Today I watch all my Netflix movies on my 19-inch, high def computer screen, which is even closer to my face than the screen at the Thalia, roughly twelve inches. I turn off the lights. Again I’m back in the movie, part of it. I must watch 300 movies a year. Obviously my social life is a bit weak. Ha! Ha!

(While I was writing this, my son just called. He was staying with his mother to help take care of her. She is going through her fifth bout with cancer. Somehow she survives the operations, the chemo, the whole terrible ordeal, and fights on. Strong woman, my ex. My son is very emotional. Unlike me, he experiences his feelings in real life, not movies. He has had a rough life himself, yet he motors on and seeks better things. Alex is incredibly perceptive, always has been, way beyond his years. I asked my son how he’s handling his mother’s latest illness. He said, “I just learn to deal with it. You take what life gives you.” Wisdom he got from real life, not movies. I guess there’s a lesson in there for me. I need to let more people into my life. I’m taking steps to do so. Honest.

My son, though, is way ahead of me. Ironically, my fondest memories of him when I was living with my wife (for seven years), were of taking him to the movie theater. He loved movies, especially action ones. He was a bit hyperkinetic, and would bolt from me if I didn’t hang on to him. Everything attracted his attention. He would run to see it. So when we got to the suburban cinema parking lot, I had to hold his hand tight, always fearful he would run off and get hit by a car. The walk from the car to the theater was stressful, and the return trip, too. The fun came once we were inside, sitting up close (he preferred much further back, but gave in to my needs), sharing a monster box of popcorn. I am reminded of the film critic Pauline Kael’s book title, “I Lost it at the Movies.”

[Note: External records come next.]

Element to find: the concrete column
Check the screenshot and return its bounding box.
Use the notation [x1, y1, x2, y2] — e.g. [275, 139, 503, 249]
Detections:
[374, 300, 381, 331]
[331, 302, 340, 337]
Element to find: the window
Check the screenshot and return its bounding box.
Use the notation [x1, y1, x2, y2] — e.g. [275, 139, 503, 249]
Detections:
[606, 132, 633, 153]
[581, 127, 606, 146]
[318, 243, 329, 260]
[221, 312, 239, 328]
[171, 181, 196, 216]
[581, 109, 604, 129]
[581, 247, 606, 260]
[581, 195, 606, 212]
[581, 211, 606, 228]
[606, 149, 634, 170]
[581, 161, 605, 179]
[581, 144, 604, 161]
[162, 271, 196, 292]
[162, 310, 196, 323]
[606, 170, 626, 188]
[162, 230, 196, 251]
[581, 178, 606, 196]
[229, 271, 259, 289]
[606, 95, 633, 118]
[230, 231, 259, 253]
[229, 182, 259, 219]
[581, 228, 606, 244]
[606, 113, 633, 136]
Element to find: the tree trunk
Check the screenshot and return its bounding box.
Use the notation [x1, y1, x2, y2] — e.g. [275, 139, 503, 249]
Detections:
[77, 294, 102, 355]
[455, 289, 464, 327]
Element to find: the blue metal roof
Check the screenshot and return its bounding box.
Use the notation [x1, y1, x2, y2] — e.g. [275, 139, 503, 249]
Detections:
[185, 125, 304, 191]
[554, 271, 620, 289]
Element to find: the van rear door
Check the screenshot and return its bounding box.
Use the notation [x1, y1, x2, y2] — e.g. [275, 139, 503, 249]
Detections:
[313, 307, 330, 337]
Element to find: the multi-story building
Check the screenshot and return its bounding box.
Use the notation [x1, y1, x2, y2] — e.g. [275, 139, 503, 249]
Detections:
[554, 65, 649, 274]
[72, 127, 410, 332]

I have always believed in reincarnation. I am aware of two past lives--as a film director in Hollywood in the 1930s, and a ballet dancer in Paris in the 1800s. If I die, I think I would like to come back as a character in a movie that becomes a classic. I would no longer be watching from a seat, but part of it, forever and ever, viewed by fans, over and over.  I kind of hope it’s a romantic comedy. Please don’t tell anyone I said that.